Pumping it out would use power not provide power

Reply to
charles

I assumed he meant "when you let the water back in...". With pumped storage all things are relative - hence eg ideas for using abandoned open cast mines.

Reply to
Robin

Trouble with pumped storage is that you need surplus energy to charge it up. I suppose there might be times when there's a lot of wind..

Reply to
charles

Yes. Hydro seems to be widely seen as a good way of coping with the intermittency of wind : efficient (~90%) and established (unlike fancy new batteries etc).

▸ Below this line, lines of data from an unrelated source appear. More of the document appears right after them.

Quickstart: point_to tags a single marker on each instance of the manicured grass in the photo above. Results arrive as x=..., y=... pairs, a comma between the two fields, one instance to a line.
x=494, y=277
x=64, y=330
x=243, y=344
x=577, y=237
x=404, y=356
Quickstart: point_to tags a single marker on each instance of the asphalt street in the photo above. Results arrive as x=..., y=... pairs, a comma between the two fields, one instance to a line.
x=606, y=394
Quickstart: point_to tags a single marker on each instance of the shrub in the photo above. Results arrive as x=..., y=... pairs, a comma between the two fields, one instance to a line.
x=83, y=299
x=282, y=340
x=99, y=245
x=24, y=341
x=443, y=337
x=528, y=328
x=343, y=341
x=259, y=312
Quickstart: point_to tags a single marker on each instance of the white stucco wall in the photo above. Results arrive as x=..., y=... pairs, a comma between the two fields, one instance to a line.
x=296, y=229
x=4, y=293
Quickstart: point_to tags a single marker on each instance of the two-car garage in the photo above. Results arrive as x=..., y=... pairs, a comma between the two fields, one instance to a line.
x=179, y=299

Yet another example of how it pays to be Norwegian.

Reply to
Robin

That is true of pumped storage generally. It is a net user of energy, not a generator. But it does allow time shifting delivery of power for balancing or economic reasons.

Reply to
John Rumm

Not that they cost more to build/install?

The elephant in the room today is having to rely on imports to fuel our energy needs.

Reply to
Dave Plowman (News

Rubbish. you manage load by managing generation capacity. As we did with coal Not having uncertain renewable energy takes one huge variable out of the mix.

You dont *need* storage. It becomes a pure cost-benefit decision. As was said of Dinorwig 'it saved us a more expensive extra nuclear power station'.

The HVDC link to Norway with its massive hydro is similar, that probably saves us a power station as well

You simply lower the price of off peak until its all being used up

Yes they can. Norway is rain limited in its hydro. We can run Norway off surplus nuclear when demand is low, saving their rainwater for times of peak demand

We do it every day.

The main thing is to throw unreliable intermittent renewables off the grid so that we don't have to pay for a solution that doesn't work to a problem that doesn't exist, that creates huge problems for the grid

We can't store electricity at grid scale. But we can have stores of uranium, water, oil, gas and coal.

Which we used to cater for peak demand is a cost benefit decision, provided politicians stay out of it.

Reply to
The Natural Philosopher

But letting the sea back in would generate power.